The sum of the first "n" terms of series is 2^(n+3) -8.Find the 7th term.
Assuming a geometric series,
Sn = a(r^n-1)/(r-1)
So, since
2^(n+3)-8 = 2^n*2^3 - 8 = 8*2^n-8 = 8(2^n-1)
Looks like a=8 and r=2.
S7 = 8*2^6 = 512
To find the 7th term of the given series, we need to determine the value of "n" that represents the 7th term.
Given that the sum of the first "n" terms of the series is given by the formula:
Sum(n) = 2^(n+3) - 8
We can use this formula to find the value of "n" when the sum is equal to the sum of the first 6 terms.
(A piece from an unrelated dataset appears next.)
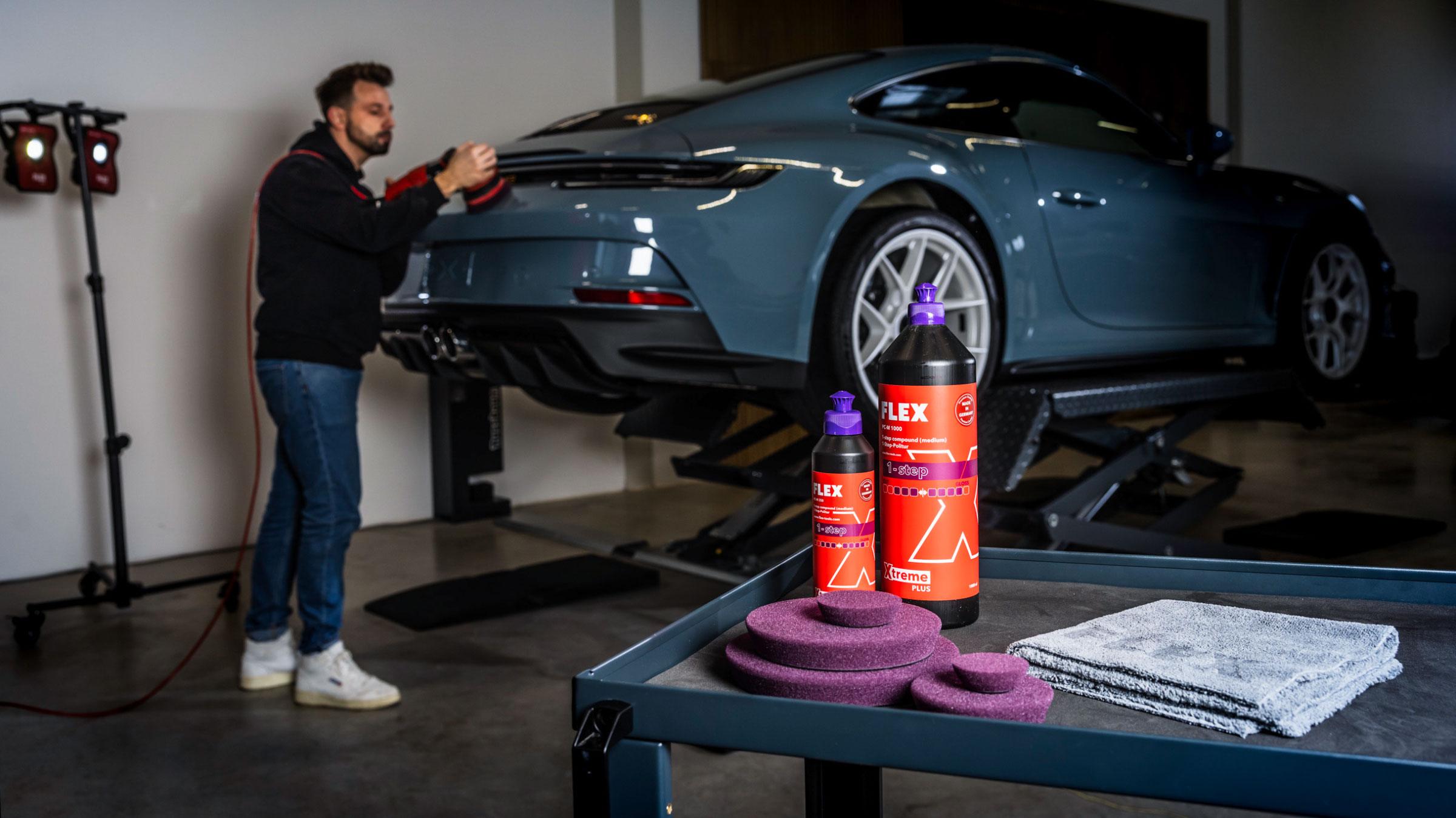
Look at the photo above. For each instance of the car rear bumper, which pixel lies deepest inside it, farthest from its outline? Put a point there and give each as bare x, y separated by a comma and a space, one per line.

So, let's find the sum of the first 6 terms:
Sum(6) = 2^(6+3) - 8
= 2^9 - 8
= 512 - 8
= 504
Since we know that the series can be expressed as the sum of the first 6 terms, we can set it equal to 504 and solve for "n":
504 = 2^(n+3) - 8
Adding 8 to both sides of the equation:
512 = 2^(n+3)
To solve for "n", take the logarithm of both sides with base 2:
log2(512) = log2(2^(n+3))
Simplifying the right side using the logarithmic property:
log2(512) = (n+3) * log2(2)
Since log2(2) equals 1, we can simplify further:
log2(512) = n + 3
Now, solve for "n":
n = log2(512) - 3
Calculating:
n = 9 - 3
n = 6
So, the value of "n" representing the 7th term is 6.
Now, we can find the 7th term of the series by substituting "n" into the series formula:
Term(7) = 2^(n+3) - 8 = 2^(6+3) - 8
= 2^9 - 8
= 512 - 8
= 504
Therefore, the 7th term of the given series is 504.